El beneficio más importante de la labranza en franjas ocurre durante los años secos. Los sistemas de labranza en franjas aumentan la infiltración de la precipitación y permite la filtración de más agua a las raíces de plantas. El agua adicional que se filtra a las raíces de plantas durante el año seco beneficia al cultivador en la forma de más rendimientos y menos necesidad de riego. Los sistemas convencionales de labranza pierden más agua al escurrimiento superficial porque no hay protección en la superficie del suelo, y el suelo absorba el impacto completo de las gotas de lluvia, resultando en una compactación completa del suelo.

En los años mojados, dependiendo de cuando ocurre la precipitación, tanto la labranza convencional como la labranza de conservación pueden proveer suficiente agua para sostener el crecimiento de las plantas. Sin embargo, los sistemas de la labranza en franjas continúan a proveer infiltración aumentada y escurrimiento reducido, de este modo reduciendo la probabilidad de problemas ambientales relacionados con el escurrimiento superficial.
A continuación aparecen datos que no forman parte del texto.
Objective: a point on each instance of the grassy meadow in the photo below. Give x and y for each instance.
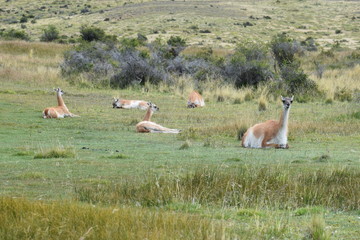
(94, 177)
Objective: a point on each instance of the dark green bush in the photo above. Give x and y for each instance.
(23, 19)
(248, 66)
(50, 34)
(15, 34)
(176, 41)
(284, 49)
(91, 33)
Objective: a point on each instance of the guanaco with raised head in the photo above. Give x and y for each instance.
(128, 104)
(61, 110)
(271, 133)
(146, 126)
(195, 100)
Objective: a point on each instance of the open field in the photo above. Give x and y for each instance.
(210, 23)
(94, 177)
(94, 169)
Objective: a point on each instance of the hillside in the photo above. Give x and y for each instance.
(201, 22)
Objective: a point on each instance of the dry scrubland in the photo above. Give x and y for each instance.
(212, 23)
(93, 177)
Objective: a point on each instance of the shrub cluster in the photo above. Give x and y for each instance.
(50, 34)
(292, 77)
(14, 34)
(129, 61)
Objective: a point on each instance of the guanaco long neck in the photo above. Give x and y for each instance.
(148, 114)
(60, 100)
(284, 119)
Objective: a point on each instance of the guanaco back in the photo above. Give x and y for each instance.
(270, 133)
(59, 111)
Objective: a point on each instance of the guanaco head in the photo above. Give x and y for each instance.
(153, 107)
(191, 105)
(59, 91)
(287, 102)
(116, 103)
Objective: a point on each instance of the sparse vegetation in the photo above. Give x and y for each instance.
(56, 153)
(50, 34)
(115, 183)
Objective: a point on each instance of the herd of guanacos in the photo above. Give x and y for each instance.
(271, 133)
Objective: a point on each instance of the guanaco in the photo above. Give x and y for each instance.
(146, 126)
(127, 104)
(61, 110)
(270, 133)
(195, 100)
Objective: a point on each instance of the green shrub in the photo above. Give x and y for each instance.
(91, 33)
(284, 49)
(297, 81)
(343, 94)
(50, 34)
(176, 41)
(15, 34)
(23, 19)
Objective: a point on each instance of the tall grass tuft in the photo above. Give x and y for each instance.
(317, 229)
(57, 152)
(21, 219)
(246, 187)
Durante el otoño e invierno, cuando los niveles de evaporación y transpiración están bajos, la infiltración del agua a menudo excede la capacidad del suelo para retener el agua. Cuando se considera todas las pérdidas de agua, los sistemas de labranza convencional pierden más agua debido al escurrimiento superficial más grande.

Durante las estaciones mojadas o secas, la labranza en franjas beneficia a los cultivadores aumentando la cantidad de agua de lluvia o de riego que se infiltra en el suelo para utilización por las plantas.

ARS es la agencia principal de investigaciones científicas del Departamento de Agricultura de EE.UU.